The ANC likes SEZs but they think in terms of defining them geographically. Rather, all new export initiatives should enjoy sweeping dispensations from regulations which undermine competitiveness. This should be sold politically as an SMME development initiative designed to bolster big business support for SMMEs while mobilising domestic and international capital.

Next steps

It can be demonstrated mathematically that SA’s economy cannot sustain even modest growth without some combination of surging value-added exports and reducing the country’s prohibitively expensive government and household debts.

There are just too many poor South Africans while the middle class and government are too indebted to spur growth.

The primary impediment to fixing the economy is that the ANC is not going to reinvent itself.

Yet the ANC can maintain, for now, the core of its redistribution biases as the domestic economy can’t fuel adequate growth in any event.

The current objective must be to limit the damage of today’s long-brewing economic crisis. The most damaging growth blockages must be greatly mitigated while setting precedents for coordinating commercial and political possibilities. 

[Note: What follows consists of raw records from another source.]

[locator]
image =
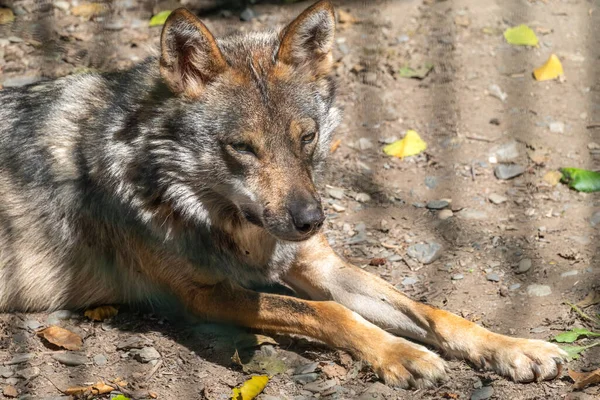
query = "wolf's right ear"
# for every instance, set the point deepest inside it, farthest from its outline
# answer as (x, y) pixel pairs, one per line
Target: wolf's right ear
(189, 56)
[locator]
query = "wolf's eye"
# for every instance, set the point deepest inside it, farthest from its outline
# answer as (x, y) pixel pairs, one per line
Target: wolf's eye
(243, 148)
(309, 137)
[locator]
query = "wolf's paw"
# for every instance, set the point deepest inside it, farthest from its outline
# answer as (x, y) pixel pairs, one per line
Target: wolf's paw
(524, 360)
(405, 364)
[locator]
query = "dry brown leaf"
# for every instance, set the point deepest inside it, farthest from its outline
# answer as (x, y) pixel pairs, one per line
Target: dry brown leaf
(10, 391)
(89, 10)
(61, 337)
(344, 17)
(101, 313)
(334, 370)
(6, 16)
(95, 389)
(591, 299)
(584, 379)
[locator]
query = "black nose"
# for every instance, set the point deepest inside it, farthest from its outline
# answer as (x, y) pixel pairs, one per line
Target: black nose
(307, 215)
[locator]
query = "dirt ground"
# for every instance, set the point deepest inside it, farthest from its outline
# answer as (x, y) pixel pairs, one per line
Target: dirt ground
(544, 126)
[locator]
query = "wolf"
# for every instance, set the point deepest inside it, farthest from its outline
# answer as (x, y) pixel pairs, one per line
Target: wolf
(195, 174)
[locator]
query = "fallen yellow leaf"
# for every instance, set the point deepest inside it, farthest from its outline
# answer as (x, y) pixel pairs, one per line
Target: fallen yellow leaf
(89, 10)
(552, 69)
(552, 177)
(101, 313)
(61, 337)
(411, 145)
(251, 388)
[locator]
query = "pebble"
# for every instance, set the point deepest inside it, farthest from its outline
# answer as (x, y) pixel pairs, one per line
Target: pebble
(19, 81)
(362, 198)
(492, 276)
(364, 144)
(524, 266)
(71, 359)
(496, 198)
(569, 273)
(409, 281)
(538, 290)
(425, 253)
(469, 213)
(305, 378)
(147, 354)
(445, 214)
(321, 386)
(335, 193)
(247, 15)
(437, 204)
(557, 127)
(28, 373)
(20, 358)
(100, 359)
(595, 219)
(508, 171)
(482, 393)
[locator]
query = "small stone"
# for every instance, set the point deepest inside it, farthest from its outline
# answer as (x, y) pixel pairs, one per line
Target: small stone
(557, 127)
(364, 144)
(362, 198)
(10, 391)
(492, 276)
(508, 171)
(335, 193)
(482, 393)
(20, 358)
(305, 378)
(437, 204)
(338, 208)
(306, 368)
(6, 372)
(100, 359)
(445, 214)
(425, 253)
(321, 386)
(19, 81)
(595, 219)
(147, 354)
(524, 266)
(247, 15)
(469, 213)
(408, 281)
(496, 198)
(538, 290)
(569, 273)
(28, 373)
(431, 182)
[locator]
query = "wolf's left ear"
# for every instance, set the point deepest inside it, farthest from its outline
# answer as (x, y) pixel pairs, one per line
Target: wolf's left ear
(189, 55)
(308, 40)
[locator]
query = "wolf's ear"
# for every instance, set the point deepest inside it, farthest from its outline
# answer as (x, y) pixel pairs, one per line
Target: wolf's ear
(308, 40)
(189, 56)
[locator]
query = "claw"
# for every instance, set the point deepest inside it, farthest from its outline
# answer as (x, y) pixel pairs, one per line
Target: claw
(537, 372)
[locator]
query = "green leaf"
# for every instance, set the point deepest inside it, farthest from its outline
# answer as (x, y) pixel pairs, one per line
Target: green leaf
(573, 335)
(160, 18)
(581, 180)
(575, 351)
(418, 73)
(521, 35)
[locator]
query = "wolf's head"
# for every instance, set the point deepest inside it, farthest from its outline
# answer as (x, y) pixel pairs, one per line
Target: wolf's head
(256, 115)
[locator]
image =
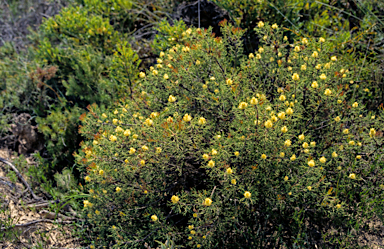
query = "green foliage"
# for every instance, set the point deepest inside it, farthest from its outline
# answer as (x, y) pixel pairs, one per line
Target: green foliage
(221, 150)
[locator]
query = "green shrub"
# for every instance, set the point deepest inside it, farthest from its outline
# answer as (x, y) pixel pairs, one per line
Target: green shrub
(221, 150)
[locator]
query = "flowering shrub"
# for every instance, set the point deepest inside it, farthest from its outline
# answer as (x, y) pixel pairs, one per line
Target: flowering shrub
(217, 149)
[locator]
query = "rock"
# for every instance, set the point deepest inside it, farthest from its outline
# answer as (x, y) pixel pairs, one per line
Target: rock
(27, 135)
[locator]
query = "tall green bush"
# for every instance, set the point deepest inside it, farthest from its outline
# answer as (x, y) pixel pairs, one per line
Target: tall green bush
(218, 149)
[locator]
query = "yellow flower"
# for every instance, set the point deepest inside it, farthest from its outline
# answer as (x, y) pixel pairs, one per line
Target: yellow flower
(171, 99)
(211, 163)
(372, 132)
(154, 217)
(254, 101)
(281, 115)
(314, 85)
(175, 199)
(295, 77)
(243, 105)
(328, 92)
(287, 143)
(112, 138)
(263, 156)
(187, 118)
(323, 77)
(148, 122)
(311, 163)
(289, 111)
(207, 202)
(268, 124)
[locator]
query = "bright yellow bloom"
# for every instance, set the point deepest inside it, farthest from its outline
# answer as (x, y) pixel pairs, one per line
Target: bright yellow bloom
(289, 111)
(323, 77)
(211, 164)
(187, 118)
(207, 202)
(314, 85)
(295, 77)
(263, 156)
(352, 176)
(268, 124)
(243, 105)
(311, 163)
(287, 143)
(175, 199)
(202, 121)
(254, 101)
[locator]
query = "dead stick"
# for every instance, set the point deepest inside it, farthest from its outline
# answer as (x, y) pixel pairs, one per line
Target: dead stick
(21, 178)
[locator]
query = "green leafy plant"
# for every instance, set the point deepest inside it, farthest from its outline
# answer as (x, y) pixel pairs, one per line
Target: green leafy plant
(217, 149)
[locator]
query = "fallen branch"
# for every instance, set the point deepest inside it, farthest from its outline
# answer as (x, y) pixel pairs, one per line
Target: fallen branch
(21, 178)
(37, 221)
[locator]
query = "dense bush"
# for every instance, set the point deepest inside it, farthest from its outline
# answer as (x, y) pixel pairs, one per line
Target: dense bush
(217, 149)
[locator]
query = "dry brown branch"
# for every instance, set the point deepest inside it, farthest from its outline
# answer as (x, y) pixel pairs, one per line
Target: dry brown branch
(21, 178)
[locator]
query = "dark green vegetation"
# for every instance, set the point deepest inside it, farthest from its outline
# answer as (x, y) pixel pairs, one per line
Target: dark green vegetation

Two near-term developments can pivot the economy toward achieving broad prosperity without making this desperately needed step conditional on the ANC meaningfully upgrading its policies and practices. As a backdrop consideration, such a pivot would likely enthuse the atmospherics of IMF discussions with some much needed agreement on how to spur sustainable growth.

First, a pathway to much greater international integration must be packaged to align political, commercial and development objectives.

SMME development and replacing foreign tourism can offer packaging “wrappers” to overcome political resistance.

Providing the necessary regulatory dispensations can also be packaged as working with the IMF to exit the Covid crisis.

Second, financial repression options must be astutely managed by further demonstrating how political, commercial and development objectives can be aligned. This complex conversation has been avoided whereas it must soon be engaged earnestly.